Taylor, who had two spells as Watford manager, told me: "I was in charge when Ashley was in the academy, so I knew about this young boy we had. When I left he was in the process of coming through at youth level and it was decided by the people there that he wasn't going to be big enough or strong enough to hold himself in professional football.
"Chris Cummins was adamant that Watford should not let him go. They didn't offer him a professional contract, so Ashley asked Watford if they would they let him come in and train on a full-time unpaid basis with the youth team from the start of the season until December, also playing for them.
"He did it for nothing and they then realised that he had developed into their best player at youth level and they offered him a professional contract. They then sold him to Villa for £8.5m going up to £9.6m, and now he has moved again Watford get 15% of anything over that figure. Chris Cummins deserves a lot of credit for that."
Watford are now on course to claim that windfall as a welcome financial benefit from the shrewd judgement of Cummins.
He recalled: "Ashley could have gone off to a lower league club and I would have tried to find him one, but he came back and trained with the under-16s and the rest, as they say, is history - he is now a world-class player at a wonderful club like Manchester United.
"One of the big stories in Ashley's background was when David Platt was running the England Under-21 team and needed a player for a practice match. We had a youth match at Watford and Ashley wasn't playing so we sent him over and the reports we got back was 'this kid Ashley Young was fabulous'.
"He then got his opportunity at Watford thanks to Ray Lewington and he proved our point that you don't have to be a giant to make it at the highest level in football. I'm a great believer that the brightest players, in footballing terms, make the best players and Ashley is a case in point.
"If you told him something in a training session he picked it up right away and his football brightness was phenomenal, even as a little 'un. This is now shown in his ability to play in numerous positions, a quality that has made him such a valuable commodity."

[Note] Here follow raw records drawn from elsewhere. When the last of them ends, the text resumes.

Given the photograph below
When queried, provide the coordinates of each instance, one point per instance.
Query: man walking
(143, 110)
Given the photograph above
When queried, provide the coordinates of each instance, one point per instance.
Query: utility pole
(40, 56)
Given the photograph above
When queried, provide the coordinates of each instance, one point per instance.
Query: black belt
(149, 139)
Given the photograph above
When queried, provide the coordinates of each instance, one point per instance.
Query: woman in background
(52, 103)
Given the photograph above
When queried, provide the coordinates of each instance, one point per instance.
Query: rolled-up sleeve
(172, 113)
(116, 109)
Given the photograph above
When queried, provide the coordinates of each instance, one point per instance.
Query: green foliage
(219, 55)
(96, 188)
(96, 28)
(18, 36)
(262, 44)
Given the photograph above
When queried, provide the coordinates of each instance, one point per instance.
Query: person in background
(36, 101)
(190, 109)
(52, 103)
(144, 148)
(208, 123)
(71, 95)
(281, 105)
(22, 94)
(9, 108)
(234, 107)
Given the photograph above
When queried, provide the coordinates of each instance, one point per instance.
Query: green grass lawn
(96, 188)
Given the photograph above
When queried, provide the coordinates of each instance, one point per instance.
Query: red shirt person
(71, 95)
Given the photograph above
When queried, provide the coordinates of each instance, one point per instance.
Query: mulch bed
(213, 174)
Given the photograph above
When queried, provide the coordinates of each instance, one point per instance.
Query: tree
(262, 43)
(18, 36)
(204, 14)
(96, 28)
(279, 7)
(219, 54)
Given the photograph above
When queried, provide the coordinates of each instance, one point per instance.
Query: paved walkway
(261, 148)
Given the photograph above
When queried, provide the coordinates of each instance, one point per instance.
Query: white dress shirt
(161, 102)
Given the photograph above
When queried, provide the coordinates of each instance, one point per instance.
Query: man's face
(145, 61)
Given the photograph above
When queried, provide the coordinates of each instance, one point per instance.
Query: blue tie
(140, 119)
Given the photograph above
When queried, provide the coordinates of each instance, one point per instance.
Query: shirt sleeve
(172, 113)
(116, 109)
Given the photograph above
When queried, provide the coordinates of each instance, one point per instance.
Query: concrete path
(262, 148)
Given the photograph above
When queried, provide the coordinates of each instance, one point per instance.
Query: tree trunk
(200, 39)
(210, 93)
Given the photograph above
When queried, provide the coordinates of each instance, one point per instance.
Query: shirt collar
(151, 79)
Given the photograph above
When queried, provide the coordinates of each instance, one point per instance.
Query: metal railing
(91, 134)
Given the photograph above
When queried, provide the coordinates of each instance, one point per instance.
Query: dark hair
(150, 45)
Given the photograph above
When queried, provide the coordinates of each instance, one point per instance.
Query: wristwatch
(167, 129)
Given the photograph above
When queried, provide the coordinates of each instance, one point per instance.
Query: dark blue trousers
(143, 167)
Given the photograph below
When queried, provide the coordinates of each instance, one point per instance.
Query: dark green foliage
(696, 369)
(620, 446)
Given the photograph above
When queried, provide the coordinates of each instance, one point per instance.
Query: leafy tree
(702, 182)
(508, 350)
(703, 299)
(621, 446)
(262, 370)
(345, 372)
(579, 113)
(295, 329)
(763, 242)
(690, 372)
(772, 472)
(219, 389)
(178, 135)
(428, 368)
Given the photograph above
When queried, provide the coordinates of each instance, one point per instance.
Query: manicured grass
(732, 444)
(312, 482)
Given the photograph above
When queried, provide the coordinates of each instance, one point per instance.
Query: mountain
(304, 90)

Cummins is full of praise for the role played by Young's parents in ensuring their son followed his dream, recalling: "Ashley's parents were absolutely first-class. They always made sure he got to sessions and he is a credit to himself and his family.

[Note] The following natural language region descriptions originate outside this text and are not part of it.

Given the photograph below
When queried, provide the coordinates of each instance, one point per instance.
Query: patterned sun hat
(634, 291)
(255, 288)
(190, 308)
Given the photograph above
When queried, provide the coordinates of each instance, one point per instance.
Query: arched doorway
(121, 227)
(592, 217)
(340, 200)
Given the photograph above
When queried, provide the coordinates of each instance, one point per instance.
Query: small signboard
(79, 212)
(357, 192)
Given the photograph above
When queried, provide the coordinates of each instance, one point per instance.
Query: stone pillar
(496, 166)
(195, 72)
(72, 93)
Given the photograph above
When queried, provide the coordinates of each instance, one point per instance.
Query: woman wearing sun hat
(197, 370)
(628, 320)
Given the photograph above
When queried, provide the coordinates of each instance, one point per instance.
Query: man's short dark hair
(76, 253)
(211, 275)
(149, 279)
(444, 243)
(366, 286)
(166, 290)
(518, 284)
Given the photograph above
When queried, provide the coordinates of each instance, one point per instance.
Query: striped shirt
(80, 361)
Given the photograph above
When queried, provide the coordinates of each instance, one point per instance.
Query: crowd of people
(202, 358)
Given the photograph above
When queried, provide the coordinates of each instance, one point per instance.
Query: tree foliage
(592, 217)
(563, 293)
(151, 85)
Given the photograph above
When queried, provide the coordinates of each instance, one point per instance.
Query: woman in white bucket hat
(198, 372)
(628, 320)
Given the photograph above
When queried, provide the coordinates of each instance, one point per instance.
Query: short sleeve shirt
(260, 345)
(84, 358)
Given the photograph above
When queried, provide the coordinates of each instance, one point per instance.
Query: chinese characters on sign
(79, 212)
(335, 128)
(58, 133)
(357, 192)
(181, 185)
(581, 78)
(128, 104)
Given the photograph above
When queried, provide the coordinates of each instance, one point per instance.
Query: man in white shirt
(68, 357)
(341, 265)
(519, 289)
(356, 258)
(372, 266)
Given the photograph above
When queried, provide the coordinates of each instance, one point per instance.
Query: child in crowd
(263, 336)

"They are the sort of people who would have totally supported Ashley if he had decided to be a plumber and a bricklayer rather than a professional footballer. I'm going over for a cup of tea with them next week and they will be so proud."
Young made his senior England debut in 2007 and has 15 caps. Photo: Getty images
Once Young broke into Watford's team his career trajectory brought him that move to Villa and now he will be a key component of Sir Alex Ferguson's Old Trafford rebuilding programme.

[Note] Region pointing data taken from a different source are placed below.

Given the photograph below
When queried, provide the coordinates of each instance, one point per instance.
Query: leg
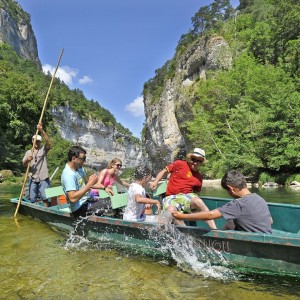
(33, 191)
(171, 209)
(197, 203)
(44, 184)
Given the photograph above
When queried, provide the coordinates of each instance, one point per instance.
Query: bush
(265, 177)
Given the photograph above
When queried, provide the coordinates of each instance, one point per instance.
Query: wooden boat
(277, 252)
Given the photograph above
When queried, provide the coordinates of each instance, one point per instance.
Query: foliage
(23, 87)
(247, 117)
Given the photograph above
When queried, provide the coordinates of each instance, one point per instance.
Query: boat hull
(277, 252)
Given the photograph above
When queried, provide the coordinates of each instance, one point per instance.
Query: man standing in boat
(248, 212)
(38, 171)
(184, 185)
(77, 187)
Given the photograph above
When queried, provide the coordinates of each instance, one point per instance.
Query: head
(142, 174)
(196, 158)
(233, 181)
(77, 155)
(115, 163)
(38, 139)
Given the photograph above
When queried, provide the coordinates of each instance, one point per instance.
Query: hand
(109, 191)
(92, 179)
(158, 207)
(40, 127)
(178, 215)
(153, 185)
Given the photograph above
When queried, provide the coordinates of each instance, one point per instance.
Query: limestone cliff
(102, 143)
(164, 134)
(16, 30)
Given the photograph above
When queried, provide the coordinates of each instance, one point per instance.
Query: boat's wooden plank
(54, 192)
(160, 189)
(119, 200)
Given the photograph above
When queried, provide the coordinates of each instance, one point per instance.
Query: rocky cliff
(16, 30)
(102, 143)
(164, 134)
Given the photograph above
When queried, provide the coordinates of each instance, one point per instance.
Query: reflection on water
(36, 264)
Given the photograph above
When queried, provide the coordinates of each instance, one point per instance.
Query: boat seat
(103, 194)
(160, 189)
(119, 200)
(56, 194)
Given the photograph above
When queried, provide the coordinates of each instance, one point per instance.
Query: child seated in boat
(248, 212)
(135, 209)
(107, 177)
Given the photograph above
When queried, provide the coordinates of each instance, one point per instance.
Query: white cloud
(65, 73)
(136, 107)
(85, 79)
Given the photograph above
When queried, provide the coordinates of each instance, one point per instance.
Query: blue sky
(112, 47)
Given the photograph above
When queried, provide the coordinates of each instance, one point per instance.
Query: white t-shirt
(134, 211)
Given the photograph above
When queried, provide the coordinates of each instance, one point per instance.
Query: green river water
(36, 262)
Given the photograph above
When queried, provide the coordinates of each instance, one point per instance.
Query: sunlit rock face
(164, 134)
(101, 142)
(19, 34)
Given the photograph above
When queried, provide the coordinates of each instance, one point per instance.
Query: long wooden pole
(37, 131)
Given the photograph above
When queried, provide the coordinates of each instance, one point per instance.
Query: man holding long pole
(38, 170)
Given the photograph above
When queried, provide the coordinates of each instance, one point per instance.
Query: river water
(37, 262)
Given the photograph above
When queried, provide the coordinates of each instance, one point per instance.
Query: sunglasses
(83, 159)
(196, 161)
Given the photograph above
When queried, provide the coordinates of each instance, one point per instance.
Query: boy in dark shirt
(248, 212)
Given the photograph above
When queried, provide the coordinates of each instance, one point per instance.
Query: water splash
(74, 240)
(191, 255)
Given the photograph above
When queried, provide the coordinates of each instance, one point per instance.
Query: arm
(159, 176)
(26, 160)
(122, 182)
(75, 196)
(139, 199)
(203, 215)
(98, 184)
(45, 135)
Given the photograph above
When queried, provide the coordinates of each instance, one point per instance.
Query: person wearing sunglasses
(107, 177)
(184, 185)
(38, 176)
(76, 185)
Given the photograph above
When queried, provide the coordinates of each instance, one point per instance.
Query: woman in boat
(248, 212)
(107, 177)
(137, 198)
(184, 184)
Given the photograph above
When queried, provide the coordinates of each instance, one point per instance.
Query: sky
(111, 47)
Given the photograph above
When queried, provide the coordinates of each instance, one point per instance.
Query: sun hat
(197, 153)
(38, 137)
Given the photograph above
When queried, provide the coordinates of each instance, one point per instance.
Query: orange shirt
(183, 180)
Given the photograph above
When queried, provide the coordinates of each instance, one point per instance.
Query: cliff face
(164, 134)
(101, 142)
(17, 32)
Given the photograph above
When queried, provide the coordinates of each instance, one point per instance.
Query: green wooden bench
(160, 189)
(54, 192)
(103, 194)
(117, 201)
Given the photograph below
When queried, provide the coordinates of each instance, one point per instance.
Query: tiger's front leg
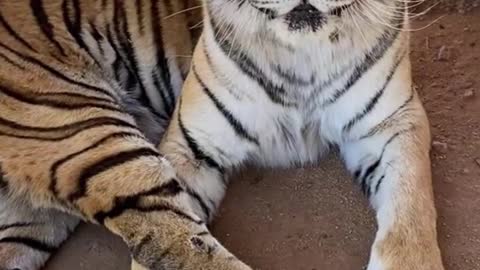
(391, 164)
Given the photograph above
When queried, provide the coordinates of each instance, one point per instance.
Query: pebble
(469, 93)
(443, 54)
(440, 147)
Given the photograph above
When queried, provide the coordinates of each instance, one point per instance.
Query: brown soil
(315, 218)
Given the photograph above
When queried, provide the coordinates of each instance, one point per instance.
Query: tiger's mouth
(306, 17)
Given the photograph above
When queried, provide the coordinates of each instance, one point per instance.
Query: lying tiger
(88, 88)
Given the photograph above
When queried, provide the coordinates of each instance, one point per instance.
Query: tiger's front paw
(396, 253)
(172, 240)
(197, 252)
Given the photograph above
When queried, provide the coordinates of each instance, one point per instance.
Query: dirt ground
(315, 218)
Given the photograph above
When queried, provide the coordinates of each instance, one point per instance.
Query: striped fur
(87, 88)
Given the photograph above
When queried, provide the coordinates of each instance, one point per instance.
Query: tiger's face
(299, 21)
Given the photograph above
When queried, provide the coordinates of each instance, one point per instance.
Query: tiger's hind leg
(28, 236)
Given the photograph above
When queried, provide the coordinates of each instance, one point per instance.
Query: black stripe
(270, 13)
(206, 210)
(375, 129)
(234, 123)
(15, 34)
(368, 172)
(371, 58)
(67, 131)
(97, 37)
(104, 4)
(121, 27)
(162, 63)
(3, 180)
(166, 104)
(17, 225)
(275, 92)
(117, 64)
(137, 248)
(29, 242)
(74, 27)
(123, 203)
(57, 164)
(57, 74)
(76, 96)
(374, 100)
(291, 77)
(168, 208)
(11, 62)
(68, 127)
(43, 22)
(140, 16)
(108, 163)
(197, 152)
(38, 100)
(379, 182)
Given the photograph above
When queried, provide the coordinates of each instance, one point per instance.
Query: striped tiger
(87, 89)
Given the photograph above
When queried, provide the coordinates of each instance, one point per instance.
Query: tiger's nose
(305, 9)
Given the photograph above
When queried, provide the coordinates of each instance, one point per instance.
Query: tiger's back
(140, 48)
(74, 76)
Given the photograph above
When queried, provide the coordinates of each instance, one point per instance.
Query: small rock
(469, 93)
(440, 147)
(443, 54)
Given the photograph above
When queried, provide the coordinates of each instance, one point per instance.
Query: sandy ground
(315, 218)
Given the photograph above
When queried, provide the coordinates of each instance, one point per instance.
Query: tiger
(105, 119)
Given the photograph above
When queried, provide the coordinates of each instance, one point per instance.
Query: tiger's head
(297, 22)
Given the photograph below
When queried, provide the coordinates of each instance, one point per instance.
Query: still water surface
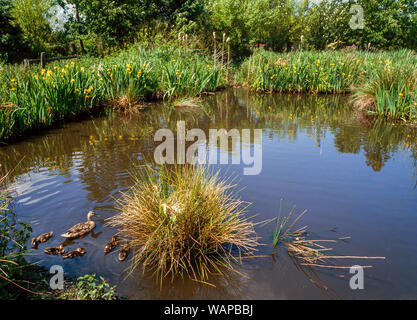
(356, 178)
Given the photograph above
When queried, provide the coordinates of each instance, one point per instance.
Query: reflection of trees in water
(102, 149)
(230, 285)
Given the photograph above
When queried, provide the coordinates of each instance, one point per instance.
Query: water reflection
(84, 165)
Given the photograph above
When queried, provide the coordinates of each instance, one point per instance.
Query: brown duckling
(123, 253)
(81, 229)
(42, 238)
(79, 252)
(55, 250)
(111, 245)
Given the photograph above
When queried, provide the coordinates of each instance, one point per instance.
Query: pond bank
(380, 83)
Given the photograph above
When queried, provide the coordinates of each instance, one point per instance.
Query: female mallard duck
(81, 229)
(124, 253)
(42, 238)
(79, 252)
(55, 250)
(111, 245)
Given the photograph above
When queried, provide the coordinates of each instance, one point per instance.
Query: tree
(11, 39)
(31, 17)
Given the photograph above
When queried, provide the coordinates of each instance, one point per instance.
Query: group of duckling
(77, 231)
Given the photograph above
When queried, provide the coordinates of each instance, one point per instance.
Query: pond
(355, 176)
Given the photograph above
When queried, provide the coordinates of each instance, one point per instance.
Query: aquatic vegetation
(89, 287)
(13, 238)
(382, 83)
(307, 252)
(41, 97)
(183, 221)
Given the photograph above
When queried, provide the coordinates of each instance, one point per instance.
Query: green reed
(41, 97)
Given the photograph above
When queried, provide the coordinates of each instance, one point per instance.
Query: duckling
(123, 253)
(79, 252)
(55, 250)
(42, 238)
(111, 245)
(81, 229)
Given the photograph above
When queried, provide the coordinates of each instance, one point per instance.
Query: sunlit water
(356, 178)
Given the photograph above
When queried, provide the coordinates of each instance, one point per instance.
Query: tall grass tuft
(38, 98)
(184, 221)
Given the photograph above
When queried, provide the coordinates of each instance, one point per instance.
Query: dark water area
(355, 176)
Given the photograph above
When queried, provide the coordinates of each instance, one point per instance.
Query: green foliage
(184, 221)
(38, 99)
(13, 238)
(12, 44)
(31, 16)
(90, 288)
(388, 24)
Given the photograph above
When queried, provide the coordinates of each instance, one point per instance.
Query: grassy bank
(382, 83)
(41, 97)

Cummins said: "As a youth coach you always want to produce your first million-pound player and I'm not too big to admit I've shed the odd tear when I see how well Ashley has done for himself and his family. Any player that comes through your system and does so well fills you with a real sense of pride and I feel that with Ashley.
"I'm so pleased for him. He's kept his feet on the ground, remembered the privileged position professional footballers are in. You still see him at charity events and he used to come along to some of my coaching sessions as well.
"He was always a quiet but confident lad but the biggest thing for me is that he's got rid of that battered old green Ford Fiesta he used to drive into training. He took some right stick for that but he's moved on to something better."
Now Young will hope he has moved on to something better as he aims to challenge for the Premier League and Champions League at Old Trafford.